No hablamos de ocurrencias. La Ley Orgánica 8/2014, de Régimen Disciplinario de las Fuerzas Armadas, tipifica como infracción grave la captación, reproducción o difusión de imágenes de instalaciones militares sin autorización cuando ello pueda comprometer la seguridad o la operatividad. A ese pilar se suma la Ley de Secretos Oficiales, que protege material reservado y cuida lo que atañe directamente a la defensa del Estado.

El abanico sancionador es amplio y no distingue a la ligera entre uniformados y civiles: el Código Penal Militar castiga al personal militar que ponga en riesgo la seguridad mediante la difusión de imágenes o información; los civiles quedan sujetos a la normativa administrativa y a la protección de infraestructuras críticas, donde se incluyen determinadas instalaciones militares.
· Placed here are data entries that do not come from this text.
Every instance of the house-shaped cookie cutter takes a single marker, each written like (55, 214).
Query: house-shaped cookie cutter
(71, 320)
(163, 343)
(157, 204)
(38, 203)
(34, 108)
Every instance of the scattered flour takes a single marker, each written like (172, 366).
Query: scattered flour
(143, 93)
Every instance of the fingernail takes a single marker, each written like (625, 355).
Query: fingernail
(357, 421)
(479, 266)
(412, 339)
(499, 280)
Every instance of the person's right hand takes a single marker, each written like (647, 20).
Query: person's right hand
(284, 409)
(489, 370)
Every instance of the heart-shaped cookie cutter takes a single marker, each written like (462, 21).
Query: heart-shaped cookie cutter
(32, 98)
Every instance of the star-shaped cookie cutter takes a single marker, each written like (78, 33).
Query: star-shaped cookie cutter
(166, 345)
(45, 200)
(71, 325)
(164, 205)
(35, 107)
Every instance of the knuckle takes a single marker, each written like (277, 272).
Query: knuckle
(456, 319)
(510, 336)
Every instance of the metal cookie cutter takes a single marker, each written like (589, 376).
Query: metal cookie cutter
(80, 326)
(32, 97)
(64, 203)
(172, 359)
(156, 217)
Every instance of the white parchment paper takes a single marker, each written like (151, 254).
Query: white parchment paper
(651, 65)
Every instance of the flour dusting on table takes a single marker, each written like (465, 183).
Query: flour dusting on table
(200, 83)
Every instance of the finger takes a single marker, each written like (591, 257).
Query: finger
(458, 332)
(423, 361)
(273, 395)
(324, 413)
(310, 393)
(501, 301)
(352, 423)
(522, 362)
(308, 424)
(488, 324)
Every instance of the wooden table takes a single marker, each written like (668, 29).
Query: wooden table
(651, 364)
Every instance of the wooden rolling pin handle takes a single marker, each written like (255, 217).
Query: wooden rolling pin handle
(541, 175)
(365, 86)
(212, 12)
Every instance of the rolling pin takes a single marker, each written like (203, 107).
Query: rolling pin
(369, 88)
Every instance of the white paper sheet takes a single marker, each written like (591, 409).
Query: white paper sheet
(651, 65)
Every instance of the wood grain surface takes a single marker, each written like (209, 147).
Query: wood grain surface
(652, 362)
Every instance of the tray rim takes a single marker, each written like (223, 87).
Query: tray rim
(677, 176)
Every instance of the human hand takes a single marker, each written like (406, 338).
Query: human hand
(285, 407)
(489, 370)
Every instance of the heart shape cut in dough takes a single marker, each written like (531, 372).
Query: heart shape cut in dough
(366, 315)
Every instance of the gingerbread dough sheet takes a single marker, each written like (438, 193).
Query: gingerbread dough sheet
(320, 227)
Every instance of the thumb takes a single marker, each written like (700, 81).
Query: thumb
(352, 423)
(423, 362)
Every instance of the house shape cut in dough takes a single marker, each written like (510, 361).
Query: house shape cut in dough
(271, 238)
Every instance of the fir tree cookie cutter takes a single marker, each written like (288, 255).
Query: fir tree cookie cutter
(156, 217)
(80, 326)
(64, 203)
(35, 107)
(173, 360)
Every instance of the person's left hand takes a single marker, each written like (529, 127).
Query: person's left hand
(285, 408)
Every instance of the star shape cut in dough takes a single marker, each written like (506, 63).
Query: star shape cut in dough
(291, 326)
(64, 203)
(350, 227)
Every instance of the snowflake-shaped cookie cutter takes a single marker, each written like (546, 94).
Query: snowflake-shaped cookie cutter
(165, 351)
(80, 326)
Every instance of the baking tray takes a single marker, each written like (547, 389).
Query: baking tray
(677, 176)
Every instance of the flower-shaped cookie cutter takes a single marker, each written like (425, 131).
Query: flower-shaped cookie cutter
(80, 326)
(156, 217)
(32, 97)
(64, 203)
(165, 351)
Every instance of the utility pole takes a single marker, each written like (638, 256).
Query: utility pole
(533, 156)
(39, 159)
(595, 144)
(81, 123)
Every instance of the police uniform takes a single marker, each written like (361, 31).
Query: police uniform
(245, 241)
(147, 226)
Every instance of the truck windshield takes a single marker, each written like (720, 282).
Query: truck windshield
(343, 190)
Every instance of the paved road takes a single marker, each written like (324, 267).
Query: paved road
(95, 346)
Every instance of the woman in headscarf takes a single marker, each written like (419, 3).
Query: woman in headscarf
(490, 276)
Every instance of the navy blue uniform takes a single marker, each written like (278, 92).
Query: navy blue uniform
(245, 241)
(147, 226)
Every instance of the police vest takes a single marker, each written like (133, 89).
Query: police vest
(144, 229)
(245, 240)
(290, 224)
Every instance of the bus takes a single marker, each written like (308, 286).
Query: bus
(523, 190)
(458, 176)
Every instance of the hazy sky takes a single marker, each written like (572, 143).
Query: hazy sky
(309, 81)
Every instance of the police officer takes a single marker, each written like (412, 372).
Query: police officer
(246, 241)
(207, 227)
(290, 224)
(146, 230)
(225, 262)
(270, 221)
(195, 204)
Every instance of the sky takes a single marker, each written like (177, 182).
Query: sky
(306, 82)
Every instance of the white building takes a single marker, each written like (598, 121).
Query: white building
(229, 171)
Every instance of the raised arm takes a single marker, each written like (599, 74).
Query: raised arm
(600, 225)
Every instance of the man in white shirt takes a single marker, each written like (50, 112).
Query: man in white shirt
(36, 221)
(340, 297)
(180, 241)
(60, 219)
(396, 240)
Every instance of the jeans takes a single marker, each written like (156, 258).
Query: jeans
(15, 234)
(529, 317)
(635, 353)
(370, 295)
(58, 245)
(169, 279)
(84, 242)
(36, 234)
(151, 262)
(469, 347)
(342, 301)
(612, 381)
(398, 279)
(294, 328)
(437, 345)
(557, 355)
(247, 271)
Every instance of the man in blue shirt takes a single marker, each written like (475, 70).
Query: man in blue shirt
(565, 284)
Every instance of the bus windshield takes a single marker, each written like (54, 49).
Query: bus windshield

¿Consecuencias? Multas económicas —en resoluciones previas se ha llegado a imponer una sanción de 30.000 euros—, retirada del material, prohibición de acceso a instalaciones y, en el caso de militares, amonestaciones o limitaciones en su carrera profesional. La cuantía y la dureza dependen de la gravedad, del impacto potencial sobre la seguridad y de la valoración de la autoridad instructora.

No se trata de estrangular la libertad informativa, como recuerda la propia Defensa, sino de equilibrarla frente a la obligación de proteger infraestructuras estratégicas cuya exposición pública podría comprometer operaciones, protocolos o información clasificada. Esa es la letra de la ley y ese es el criterio con que se aplica.

Quien pretenda captar o difundir imágenes de zonas militares debe solicitar y obtener una autorización expresa: sólo cuando la actividad no suponga riesgo para la seguridad ni afecte a la operatividad se concede ese permiso. La ausencia de permiso convierte cualquier difusión en conducta sancionable.

Es una llamada a la prudencia y al respeto a las normas: la seguridad colectiva no admite la frivolidad de quien graba por capricho y difunde sin pensar en las consecuencias. La normativa está vigente y se aplica con rigor; conocerla y obedecerla no es una opción, es una responsabilidad cívica.